É mais ou menos o que ele diz aqui:
“Quando compreendi que nunca leria todos os livros que gostaria de ler, e aceitei essa realidade com resignada melancolia, mudou minha vida de leitor. Fez-se mais plena e madura, do mesmo modo em que, na primeira guerra que eu conheci, reconhecer que eu também poderia morrer mudou minha forma de ver o mundo. Os livros que eu nunca lerei me definem e me enriquecem tanto como aqueles que eu li.”
O texto inteiro é muito bonito, mas especialmente essa parte é muito significativa. Não pude deixar de pensar neste período em que todos nós, profissionais do futebol em geral, temos assistido alguns ou vários jogos do passado. Seja como passatempo ou como ferramenta de estudo consciente, nos está sendo dada a chance tanto de assistir a jogos que já havíamos visto (agora, com outros olhos) como também de assistir a jogos e equipes que ainda não havíamos visto, talvez não como gostaríamos, mas que, de alguma forma, fizeram e fazem parte da nossa própria formação. E ainda que nos seja possível viver ou reviver esses momentos, é claro que o tempo de vida que nos resta (aliás, é impossível não reconhecer a nossa fragilidade humana, especialmente neste período sombrio) não será suficiente para assistirmos a todos os jogos ou todas as equipes ou todos os atletas que gostaríamos de assistir. A nossa formação é e será pela metade, nunca será por inteiro e – aqui está o ponto em que devemos nos apoiar – isso não é um problema, mas é precisamente a chave de uma vida com sentido. Afinal, do que vive uma vida já completa?

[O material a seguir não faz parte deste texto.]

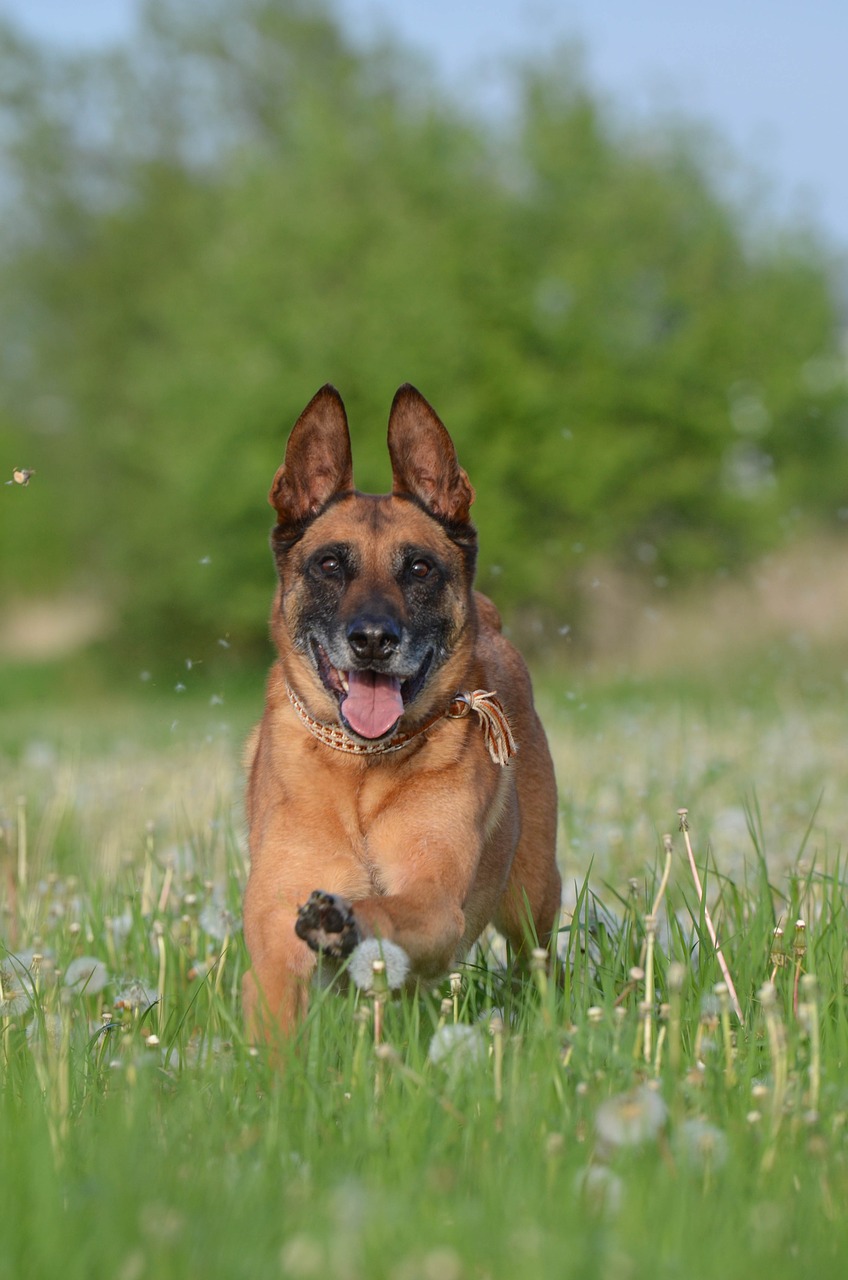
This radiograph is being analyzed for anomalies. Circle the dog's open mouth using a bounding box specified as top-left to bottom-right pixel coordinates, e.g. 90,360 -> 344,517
313,639 -> 433,740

Se não podemos assistir a todos os jogos, nem ler todos os livros, nem escrever todos os textos, nem conhecer todas as pessoas e, portanto, nem fazer tudo o que gostaríamos de fazer, então o nosso processo formativo, profissional e existencial, não precisa se voltar para um ponto de chegada, para um determinado cais, porque ele acontece no caminho, entremeado, acontece pelo meio. Lendo o ‘Variações Sobre o Prazer’, do Rubem Alves, no dia em que escrevo esta coluna, encontro uma citação do Guimarães Rosa, neste livro estupendo que é o Grande Sertão: Veredas, que traduz muito melhor do que eu isso que quero dizer. “O real não está na saída nem na chegada; ele se dispõe para a gente é no meio da travessia…”
Neste período de tanta incerteza, em que seguimos em frente sem muita convicção, talvez seja importante admitirmos este outro lado, e inclusive procurar a beleza nele, pois nós não nos fazemos e não nos faremos (no futebol ou em qualquer outro lugar) somente pelas coisas que temos conosco – o que temos, afinal, é muito pouco. As coisas que sabemos são muito breves perto da infinitude do saber, a nossa grandeza às vezes é muito mais compridez (o Fernando Pessoa disse algo assim, não?) e talvez o nosso peso seja breve perto do peso do mundo. Mas veja bem: isso não é motivo de lamento! É motivo de profunda admiração. As coisas que eu não sei me fazem tanto quanto as (poucas) coisas que eu sei. Se soubesse mais, talvez eu seria menos.
E admirando o que nos falta, talvez encontremos a nós mesmos.